Itimi started reading and taking online courses on growth marketing and growth hacking. “It was a new experience. At a point, I had to learn data analytics to understand our data and form strategies with it.” According to her, there “weren’t many growth people” she could turn to while learning. So she turned to the internet to find her mentors. “After leaving Korapay, I worked at Seedstars, where I met Satwik and learnt from him. But aside from Satwik, there weren’t many growth people I knew. So I learned by making mistakes, watching every video from Sean Ellis and Seth Godin on the internet and reading their books. I also listen to Sean Ellis’ podcast and read his content when he writes something.” But it’s also notable that Itimi wasn’t new to growing through online courses. “When I started digital marketing, courses on Hubspot Academy helped me a lot. It was my favourite place.”
However, Itimi still had one more card up her sleeve – content creation. She had seen how a simple blog changed her career path permanently and wanted to explore that line. “Two people told me in passing that people would listen to me talk if I created a YouTube channel,” she said. The problem, ironically, was finding what she would talk about. “I had YouTube in mind for a while but didn’t know what to make it about. I’m not a very interesting person, so I did not think I could be a lifestyle Vlogger or any of those things.” After creating her YouTube channel, she decided to start on familiar grounds by sharing her knowledge on it. “I started training on marketing and sharing life lessons I was learning.” Eighteen months later, she started bringing other professionals to her channel, such as Blessing Abeng, David Adeleke and Benjamin Dada. Then Atsu Davoh, founder of Bitsika, reached out to her for an interview. “I was surprised because that’s not what I was doing. But I thought about it and realised it was worth a shot.” That became the first episode of a YouTube series called Founders Connect, where she interviews startup founders from across Africa.
How it’s going
Itimi now lives in London, working remotely as Head of Growth for Stax, an offline fintech app. However, although her career as a growth marketer has been impressive, she’s not yet content. “I’m looking at pivoting to product management,” she said. “I just haven’t figured out how to do it yet. I’ve realised that I can’t lead growth effectively without yet. I’ve realised that I can’t lead growth effectively without diving deeply into product. Sometimes when looking at data or speaking with users, I find a problem and just know that marketing can’t solve it, but product can”.” Itimi now collaborates more with the product team and is finding new ways to express her ‘product’ side. “These days, when I think of a feature or experiment, I might start writing on Notion, scope out what it’d look like and maybe check out other apps for something we can use as inspiration. It may not be perfect or nearly as in-depth as a product manager would do, but I’m now more convinced I can work in that field.”

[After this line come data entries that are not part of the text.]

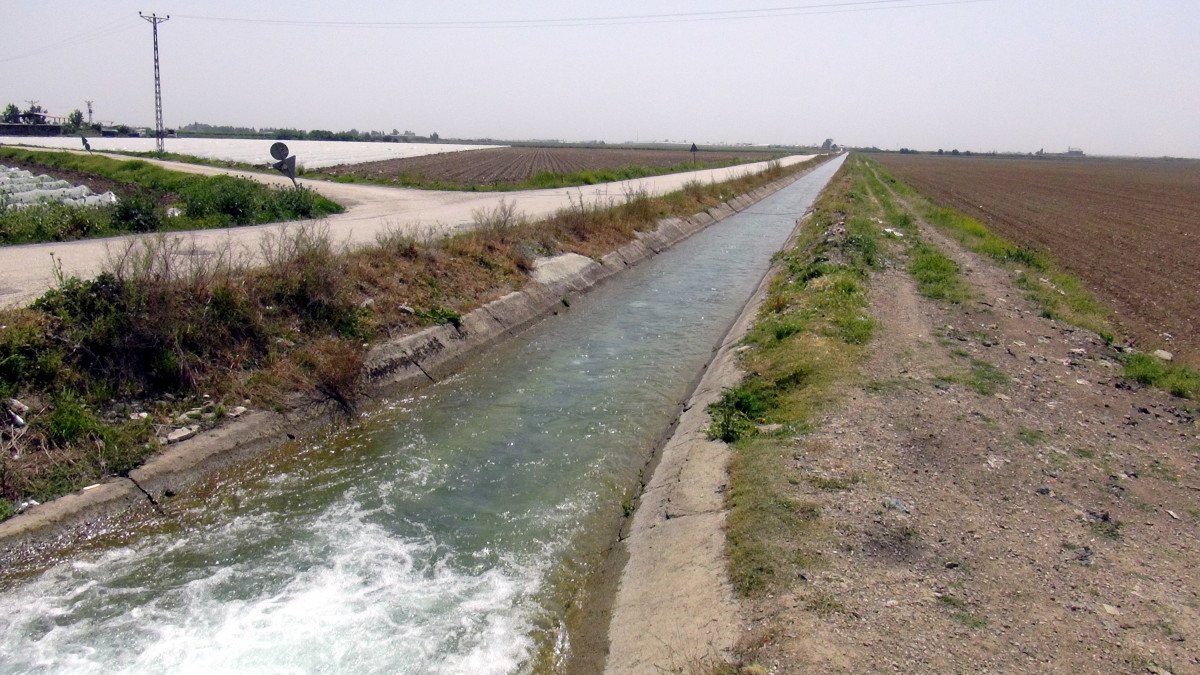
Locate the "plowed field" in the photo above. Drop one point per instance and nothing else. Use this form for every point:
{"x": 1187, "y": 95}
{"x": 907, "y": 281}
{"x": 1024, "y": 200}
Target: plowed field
{"x": 516, "y": 165}
{"x": 1131, "y": 228}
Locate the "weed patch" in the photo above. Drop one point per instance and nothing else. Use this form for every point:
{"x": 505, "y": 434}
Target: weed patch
{"x": 937, "y": 276}
{"x": 808, "y": 338}
{"x": 1177, "y": 378}
{"x": 147, "y": 192}
{"x": 166, "y": 323}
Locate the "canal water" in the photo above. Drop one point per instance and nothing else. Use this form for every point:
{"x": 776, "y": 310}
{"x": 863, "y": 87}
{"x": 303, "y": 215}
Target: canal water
{"x": 431, "y": 536}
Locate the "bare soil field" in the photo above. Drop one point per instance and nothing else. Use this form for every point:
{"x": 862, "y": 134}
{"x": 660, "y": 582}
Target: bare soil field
{"x": 1043, "y": 519}
{"x": 516, "y": 165}
{"x": 1131, "y": 228}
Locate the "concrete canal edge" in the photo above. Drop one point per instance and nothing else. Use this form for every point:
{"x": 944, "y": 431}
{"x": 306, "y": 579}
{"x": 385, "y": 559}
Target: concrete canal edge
{"x": 673, "y": 607}
{"x": 395, "y": 365}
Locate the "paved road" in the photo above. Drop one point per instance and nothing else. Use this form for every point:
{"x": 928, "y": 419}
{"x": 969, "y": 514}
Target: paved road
{"x": 27, "y": 270}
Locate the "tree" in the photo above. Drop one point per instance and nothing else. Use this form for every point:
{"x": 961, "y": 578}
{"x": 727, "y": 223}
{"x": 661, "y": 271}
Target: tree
{"x": 75, "y": 120}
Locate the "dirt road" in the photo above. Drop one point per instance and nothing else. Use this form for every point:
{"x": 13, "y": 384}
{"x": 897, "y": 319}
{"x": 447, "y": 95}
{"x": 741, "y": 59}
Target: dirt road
{"x": 1035, "y": 514}
{"x": 28, "y": 270}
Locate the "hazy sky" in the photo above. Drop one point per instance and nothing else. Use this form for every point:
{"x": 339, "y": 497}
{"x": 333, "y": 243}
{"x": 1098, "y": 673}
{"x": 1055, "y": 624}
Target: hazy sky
{"x": 1109, "y": 76}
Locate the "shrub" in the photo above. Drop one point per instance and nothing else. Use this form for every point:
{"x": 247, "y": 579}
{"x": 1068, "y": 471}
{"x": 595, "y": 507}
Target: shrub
{"x": 137, "y": 211}
{"x": 234, "y": 199}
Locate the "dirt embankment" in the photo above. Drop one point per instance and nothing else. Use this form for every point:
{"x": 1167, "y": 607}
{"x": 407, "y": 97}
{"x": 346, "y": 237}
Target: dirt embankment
{"x": 405, "y": 362}
{"x": 1131, "y": 228}
{"x": 1035, "y": 514}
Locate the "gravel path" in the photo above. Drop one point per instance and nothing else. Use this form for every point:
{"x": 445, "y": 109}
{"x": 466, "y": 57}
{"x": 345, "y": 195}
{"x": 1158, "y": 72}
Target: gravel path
{"x": 28, "y": 270}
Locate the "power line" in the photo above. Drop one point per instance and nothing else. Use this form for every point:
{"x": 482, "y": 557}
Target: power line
{"x": 76, "y": 40}
{"x": 155, "y": 19}
{"x": 627, "y": 19}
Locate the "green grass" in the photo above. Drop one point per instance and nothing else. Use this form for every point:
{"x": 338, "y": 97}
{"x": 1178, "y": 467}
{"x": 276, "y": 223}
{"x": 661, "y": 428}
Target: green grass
{"x": 807, "y": 340}
{"x": 539, "y": 180}
{"x": 1177, "y": 378}
{"x": 1060, "y": 294}
{"x": 1031, "y": 436}
{"x": 163, "y": 326}
{"x": 937, "y": 276}
{"x": 148, "y": 191}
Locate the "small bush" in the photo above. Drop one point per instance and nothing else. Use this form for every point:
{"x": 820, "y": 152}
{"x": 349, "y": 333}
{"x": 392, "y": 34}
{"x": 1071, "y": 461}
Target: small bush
{"x": 137, "y": 211}
{"x": 232, "y": 199}
{"x": 937, "y": 276}
{"x": 1176, "y": 378}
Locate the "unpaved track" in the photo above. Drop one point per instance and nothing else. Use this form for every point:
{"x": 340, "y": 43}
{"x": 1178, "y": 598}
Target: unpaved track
{"x": 1005, "y": 562}
{"x": 28, "y": 270}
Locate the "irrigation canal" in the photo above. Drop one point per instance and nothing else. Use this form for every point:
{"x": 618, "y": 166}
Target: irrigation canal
{"x": 438, "y": 535}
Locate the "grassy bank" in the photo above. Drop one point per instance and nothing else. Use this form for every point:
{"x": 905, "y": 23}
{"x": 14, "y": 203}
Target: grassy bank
{"x": 108, "y": 365}
{"x": 1060, "y": 294}
{"x": 805, "y": 344}
{"x": 147, "y": 192}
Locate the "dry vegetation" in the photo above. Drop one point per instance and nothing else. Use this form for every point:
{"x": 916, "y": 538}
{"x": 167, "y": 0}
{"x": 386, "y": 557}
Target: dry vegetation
{"x": 981, "y": 488}
{"x": 167, "y": 329}
{"x": 533, "y": 167}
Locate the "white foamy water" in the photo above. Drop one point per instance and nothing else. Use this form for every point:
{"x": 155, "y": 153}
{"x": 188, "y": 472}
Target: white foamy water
{"x": 430, "y": 537}
{"x": 346, "y": 596}
{"x": 312, "y": 154}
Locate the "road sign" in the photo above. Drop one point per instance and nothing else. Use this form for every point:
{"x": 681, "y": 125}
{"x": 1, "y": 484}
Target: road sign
{"x": 286, "y": 165}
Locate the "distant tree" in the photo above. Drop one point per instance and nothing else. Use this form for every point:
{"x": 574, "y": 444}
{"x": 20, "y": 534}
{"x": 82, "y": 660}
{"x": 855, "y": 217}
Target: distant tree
{"x": 75, "y": 120}
{"x": 34, "y": 114}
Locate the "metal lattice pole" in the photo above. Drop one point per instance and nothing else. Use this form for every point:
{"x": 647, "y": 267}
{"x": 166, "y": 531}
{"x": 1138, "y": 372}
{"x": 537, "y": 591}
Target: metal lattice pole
{"x": 159, "y": 133}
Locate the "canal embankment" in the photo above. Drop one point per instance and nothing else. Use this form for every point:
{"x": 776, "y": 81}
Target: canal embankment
{"x": 388, "y": 366}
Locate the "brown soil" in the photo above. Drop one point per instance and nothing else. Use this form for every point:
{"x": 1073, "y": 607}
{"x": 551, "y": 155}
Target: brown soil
{"x": 1051, "y": 526}
{"x": 1131, "y": 228}
{"x": 515, "y": 165}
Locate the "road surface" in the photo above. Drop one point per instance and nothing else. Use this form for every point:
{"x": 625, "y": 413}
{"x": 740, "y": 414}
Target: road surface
{"x": 28, "y": 270}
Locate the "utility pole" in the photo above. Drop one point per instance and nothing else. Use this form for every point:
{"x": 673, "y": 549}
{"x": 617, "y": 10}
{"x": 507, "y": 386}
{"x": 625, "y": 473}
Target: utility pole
{"x": 155, "y": 19}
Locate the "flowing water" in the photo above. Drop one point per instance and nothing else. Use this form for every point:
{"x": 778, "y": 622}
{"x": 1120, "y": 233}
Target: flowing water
{"x": 429, "y": 536}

Meanwhile, her teaching flair hasn’t withered. It only became more passive after she started creating courses on Udemy. “I no longer have to worry about travelling to hold training programs. My online courses now reach places I have never been to. That experiment was very successful.”
Her YouTube audience has grown to over 25,000 subscribers. On Founders Connect, she has hosted some of Africa’s most famous tech startup founders, including Ezra Olubi (Paystack), Nadaya Enegesi (Eden Life), Njoku Emmanuel (Lazerpay), and many others.
“Say yes to opportunities. Learn fast. And always think about results, not efforts.”